A technical guide to what happens when Black Friday Cyber Monday traffic hits the event pipeline: no edge drops, durable queueing, adaptive platform pacing, bounded retries, and clear backpressure signals for operators who need to know whether the system is healthy or merely surviving.

Context

Why rate limiting matters

BFCM does not break pipelines because a store did more traffic than normal. It breaks pipelines because the shape of the traffic changes. A merchant can see 10x normal session volume in a few hours, but the real stress arrives when page views, carts, purchases, lead submits, and post-purchase events all compress into the same short interval. If collection, queuing, and delivery happen in the same synchronous request path, the slowest downstream partner becomes the system ceiling and the whole event path inherits that fragility.
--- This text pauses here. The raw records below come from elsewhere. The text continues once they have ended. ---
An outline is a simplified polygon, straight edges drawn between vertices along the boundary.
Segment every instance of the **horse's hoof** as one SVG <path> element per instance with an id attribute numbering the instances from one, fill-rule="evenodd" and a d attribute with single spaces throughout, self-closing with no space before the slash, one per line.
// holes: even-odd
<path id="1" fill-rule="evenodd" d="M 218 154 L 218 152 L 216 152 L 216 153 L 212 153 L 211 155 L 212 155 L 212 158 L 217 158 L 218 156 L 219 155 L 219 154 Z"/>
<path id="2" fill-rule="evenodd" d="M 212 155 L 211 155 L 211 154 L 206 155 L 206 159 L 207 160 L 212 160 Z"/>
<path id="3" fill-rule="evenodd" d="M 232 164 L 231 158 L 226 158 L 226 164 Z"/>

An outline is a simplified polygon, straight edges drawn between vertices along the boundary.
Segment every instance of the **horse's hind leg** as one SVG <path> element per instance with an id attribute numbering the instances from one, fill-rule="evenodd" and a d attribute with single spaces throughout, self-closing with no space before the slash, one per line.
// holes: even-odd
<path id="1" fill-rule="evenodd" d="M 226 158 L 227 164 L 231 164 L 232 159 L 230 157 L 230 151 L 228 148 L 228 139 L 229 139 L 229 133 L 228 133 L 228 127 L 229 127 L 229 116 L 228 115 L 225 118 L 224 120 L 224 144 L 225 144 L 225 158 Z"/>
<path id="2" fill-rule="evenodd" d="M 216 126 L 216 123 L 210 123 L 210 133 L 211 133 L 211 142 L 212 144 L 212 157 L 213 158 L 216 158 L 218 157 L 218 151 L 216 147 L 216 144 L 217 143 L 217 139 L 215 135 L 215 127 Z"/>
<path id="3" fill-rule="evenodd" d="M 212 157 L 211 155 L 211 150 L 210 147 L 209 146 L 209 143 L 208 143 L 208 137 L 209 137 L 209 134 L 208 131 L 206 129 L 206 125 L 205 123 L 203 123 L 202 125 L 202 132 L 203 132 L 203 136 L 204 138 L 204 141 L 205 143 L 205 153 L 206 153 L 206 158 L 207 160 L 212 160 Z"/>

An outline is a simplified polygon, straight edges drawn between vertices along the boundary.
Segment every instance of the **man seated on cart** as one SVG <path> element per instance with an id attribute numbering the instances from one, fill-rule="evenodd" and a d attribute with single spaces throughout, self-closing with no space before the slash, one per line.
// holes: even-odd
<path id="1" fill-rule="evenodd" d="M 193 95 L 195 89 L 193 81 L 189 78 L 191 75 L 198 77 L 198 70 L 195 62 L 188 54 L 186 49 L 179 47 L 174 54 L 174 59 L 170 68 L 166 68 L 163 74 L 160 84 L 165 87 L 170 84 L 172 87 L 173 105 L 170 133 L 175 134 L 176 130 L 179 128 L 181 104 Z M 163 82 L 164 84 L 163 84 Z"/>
Each ad platform also has its own idea of what a healthy request rate looks like. Some publish fixed request ceilings, some expose runtime limits through response headers, and some throttle based on token, account, pixel, or customer scope. That means one universal retry rule is not enough. TrackLayer treats rate limiting as a destination-specific scheduling problem: accept traffic once, preserve event identity, and pace each destination according to the contract it actually enforces.

Ingress

TrackLayer ingress limits

Ingress limits exist to protect shared infrastructure and billing boundaries, not to model downstream API constraints. They control how much volume a workspace can push into the system in steady state, while the queue and consumer layers handle the burst behavior that appears during campaign launches and checkout peaks.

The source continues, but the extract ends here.